Using code on the Arduino forum to linearise the signal from the thermistors, I soon had them displaying in degrees centigrade. The linearisation uses the Hart-Steinhart equation which is simple in C, but previously had been stumping me to try to write it in assembler.
The Arduino will read up to 6 thermistors on its analogue inputs, but I chose to fit 3 and a variable resistor "pot" which allows me to define a set-point.

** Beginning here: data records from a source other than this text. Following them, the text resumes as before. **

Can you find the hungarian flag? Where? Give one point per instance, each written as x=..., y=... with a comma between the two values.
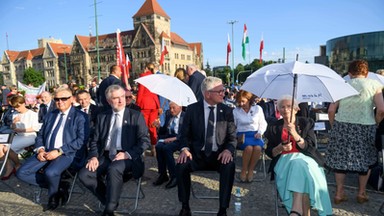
x=164, y=51
x=245, y=41
x=121, y=60
x=261, y=49
x=228, y=50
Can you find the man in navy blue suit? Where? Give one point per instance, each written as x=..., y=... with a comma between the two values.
x=207, y=142
x=168, y=144
x=116, y=149
x=64, y=131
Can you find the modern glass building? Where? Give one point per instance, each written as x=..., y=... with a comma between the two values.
x=343, y=50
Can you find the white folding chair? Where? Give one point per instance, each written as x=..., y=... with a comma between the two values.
x=204, y=197
x=6, y=139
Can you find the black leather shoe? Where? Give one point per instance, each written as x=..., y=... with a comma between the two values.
x=172, y=183
x=222, y=213
x=63, y=192
x=185, y=212
x=53, y=202
x=105, y=213
x=161, y=179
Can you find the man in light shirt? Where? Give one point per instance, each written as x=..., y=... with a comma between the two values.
x=116, y=149
x=64, y=131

I'm not quite ready to fit the controller onto my solar panel system, so I thought I'd use it to monitor the various temperatures of my hot water tank. The Arduino outputs its thermistor readings to the display once per second, and also via the serial/USB interface to the laptop. They are generated as a CSV delimited file which can be read in and stored using the likes of Hyperterminal and then manipulated and graphed using Excel. The graph shows temperature of my hot water tank (red) heat up when hot water from the gas boiler (blue) is pumped through the heat exchanger coil.
I've realised for sometime that the Arduino could be much improved with the addition of a dedicated Real Time Clock and data storage using a SDcard interface. I learnt this week that NuElectronics have recently released a new shield combining RTC and SDcard. It also has 6+2 connectors allowing 1-wire or 2-wire sensor devices to be connected to it. More details here:
Similar products combining SDcard and RTC are also available from Lady Ada and Seeeduino Studios.
This new shield will transform the Arduino into a datalogging hub forming the basis of an integrated energy monitoring system - along the lines of Trystan Lea's openenergymonitor. With an ethernet gateway, the real time and logged data could be made available to the net via such services as Pachube.
Here are a few ideas how it could be used:
1. Solar Water Heating Controller - simple control with circulation pump relay
2. Central Heating / woodburner controller - determines best usage of hot water
3. Electricity Monitor - whole house electricity consumption
4. Gas consumption monitor - pulse counter on optical sensor on gas meter
5. pV / battery charge controller/datalogger
6. Gasifier controller
7. CHP controller - engine start/stop, rpm, voltage monitor etc
8. Battery management system for wind or solar pV.
9. General purpose sensing, datalogging and control tasks
10. Temperature, climate and weather monitoring and datalogging.
What is needed now are some standardised communication protocols to allow Arduino based hardware modules to communicate with one another, and the central hub and thus via the ethernet link to the web.